Picture of Joy Wagner, LMFT-IT

Joy Wagner, LMFT-IT

How do I know if I am doing this relationship thing right?!?

We learn about relationships from the time that we are in the womb. We need close relationships as much as we need food and water. We learn how to have relationships from our families, friends, movies, books, etc. Some of the things we learn are helpful and others not so much. Some people have been through very traumatic events and relationships that affect their ability to trust, love, and accept love and trust. No matter what the experience has been a healthy relationship can bring healing and learning.

Sometimes we operate in our relationships from a place of fear such as fear of rejection, being alone, pain, etc. Operating from a place of fear creates a lot of issues in relationships and often looks like anger. It does not bring openness and trust. Fear can feel necessary to providing protection from further pain. That might be true if you don’t mind being alone. However, if what you want is to be in relationship to others, then finding healthier ways to protect yourself by learning about your boundaries, respecting others’ boundaries, and learning to use your voice to let others know about those boundaries respectfully.

Sometimes we can operate in our relationships from a place of self-awareness and awareness of others. This means that we recognize and acknowledge the negative stuff we are bringing into the relationship and we try to seek to understand and respect the needs and experience of the other person.
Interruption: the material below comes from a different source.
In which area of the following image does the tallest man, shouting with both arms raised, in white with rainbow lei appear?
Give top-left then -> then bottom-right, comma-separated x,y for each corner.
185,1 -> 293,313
Whatever your experience level is, all relationships work in a cycle. According to Terrence Real, a healthy relationship moves from harmony to disharmony to repair and then back to harmony. Hopefully we learn how to move our relationships from disharmony to repair in order to bring it back to harmony. It is possible to live with a relationship that remains in disharmony for a time but if it is never able to move from repair back into harmony, the relationship will remain in a very low-quality state or it may even be ended by one partner or both.

One reason for remaining in disharmony goes back to living in that fear state and not wanting to speak our truth for fear of rejection or pain. As human beings, we are constantly growing and changing whether we like it or not. Our relationships must grow and change with us. We must learn to communicate our needs and learn to receive the needs of others. This might cause some disagreements and even bad feelings, however, that does not mean there is something wrong with the relationship or the other person. If you can’t move from the disharmony into repair or if you get stuck bouncing back between repair attempts and disharmony, then asking for help from a professional might be necessary. There is no shame in having sticky spots in your relationships that are difficult to maneuver. Even the best relationships have sticky spots. You can know you are doing relationships right by being able to move through the relationship cycle and asking for help as needed.